Wharton: Conservancy director has helped save Utah's natural heritage
Perhaps the biggest reason Dave Livermore has been so successful as the Nature Conservancy's Utah State Director for the past 32 years is that he always deflects a conversation back toward others.
Getting him to talk about himself is as about as difficult as getting the environmental organization to approve a strip mall on a piece of land it helped preserve. He seldom uses the words "I" or "me," preferring to deflect credit to others.
But since moving to Utah from California in 1986 to join Chris Montague in opening what was first a Great Basin field office to protect Utah and Nevada, few Utah conservationists have had as much success as this friendly, unassuming man.
In a long afternoon interview in which Livermore kept trying to turn the conversation back to me, he talked mostly about partnerships with people and other agencies. I had to look at his written biography to learn exactly what the conservancy has accomplished under the only Utah state director it has ever known.
The record shows it has completed 180 conservation projects protecting more than 950,000 acres of public and private land, including major projects on the Great Salt Lake, the Dugout Ranch near Canyonlands National Park, along the Colorado River Corridor and in Washington County.
Working in Utah and Nevada, Livermore helped lead four statewide campaigns and two ballot initiatives raising more than $150 million for conservation. The Utah staff has grown to 18, including four in Moab.
The group is working to save sage grouse habitat, protect land for California condors, eliminate invasive tamarisk and Russian olive trees in the Escalante River drainage, present a lecture series on environmental ethics and change irrigation methods in northern Utah.
That's quite a record for a former high-school teacher and Jackson Hole wrangler who majored in American history. Of course, Dave neglected to tell me that he also had been awarded a Loeb Fellowship in advanced environmental studies from Harvard University in 1995. I had to dig that out of his written biography.

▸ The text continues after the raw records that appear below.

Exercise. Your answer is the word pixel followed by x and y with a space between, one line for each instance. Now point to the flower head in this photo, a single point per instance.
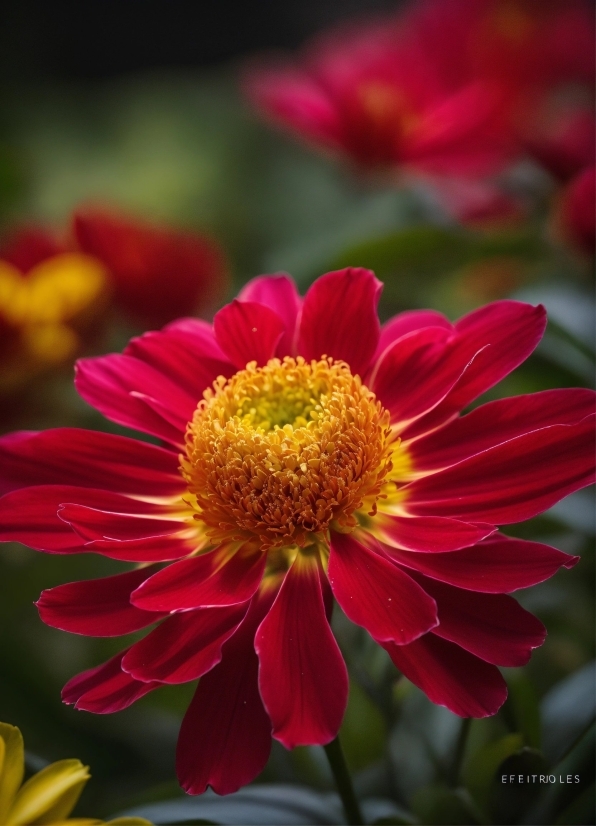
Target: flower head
pixel 309 454
pixel 377 95
pixel 49 297
pixel 157 273
pixel 47 797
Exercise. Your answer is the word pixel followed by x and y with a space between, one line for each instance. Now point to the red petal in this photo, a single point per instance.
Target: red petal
pixel 208 580
pixel 30 515
pixel 513 481
pixel 498 565
pixel 226 718
pixel 374 593
pixel 116 386
pixel 248 332
pixel 97 607
pixel 434 534
pixel 186 352
pixel 491 626
pixel 450 676
pixel 498 422
pixel 183 647
pixel 68 456
pixel 91 524
pixel 105 689
pixel 512 330
pixel 336 306
pixel 153 549
pixel 157 273
pixel 302 675
pixel 417 372
pixel 404 323
pixel 279 293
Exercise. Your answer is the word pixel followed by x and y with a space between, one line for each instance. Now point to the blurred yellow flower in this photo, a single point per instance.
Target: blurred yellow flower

Livermore and his wife, Salt Lake City artist Rebecca Livermore, had just finished visiting their daughter Jennifer in Australia, where she was working on a school project, when I caught up with him at the conservancy's office across from the Governor's Mansion on South Temple.
The Nature Conservancy in Utah has three major goals: conserving waters, caring for public lands and connecting people and nature.
A key new component of that is using the Dugout Ranch as the home for the Canyonlands Research Center, designed to study climate change and its impact on the region's land, water and community.
Livermore lists as his biggest disappointments the failure of a 2004 bond initiative, which would have set aside $150 million to preserve open space in Utah, and the fact the Utah Legislature has not funded the LeRay McAllister fund the past two years that helps protect parks, wildlife and recreation.
Mostly, he remains positive. And he feels what happens to Utah in the next 10 years with major decisions on land and water use could affect generations to come.
"A key concept comes from Wallace Stegner, who was on our board for several years," he said. "Stegner said he would like to see the West both prosperous and environmentally healthy with a civilization to match its scenery. That captures what the conservancy's mission will be."
That means finding a delicate middle balance between preserving quality of life and economic growth, a tricky formula if there ever were one.
"Like many people, you never know where life will take you," said Livermore. "I was fortunate to sign up with the conservancy in the early days of making its mark on the West. I was blessed to be assigned to Utah and, in those days, Nevada as well. It was a time where we could make a difference."
Indeed, few Utahns have made as big a difference in protecting the state's quality of life as Dave Livermore.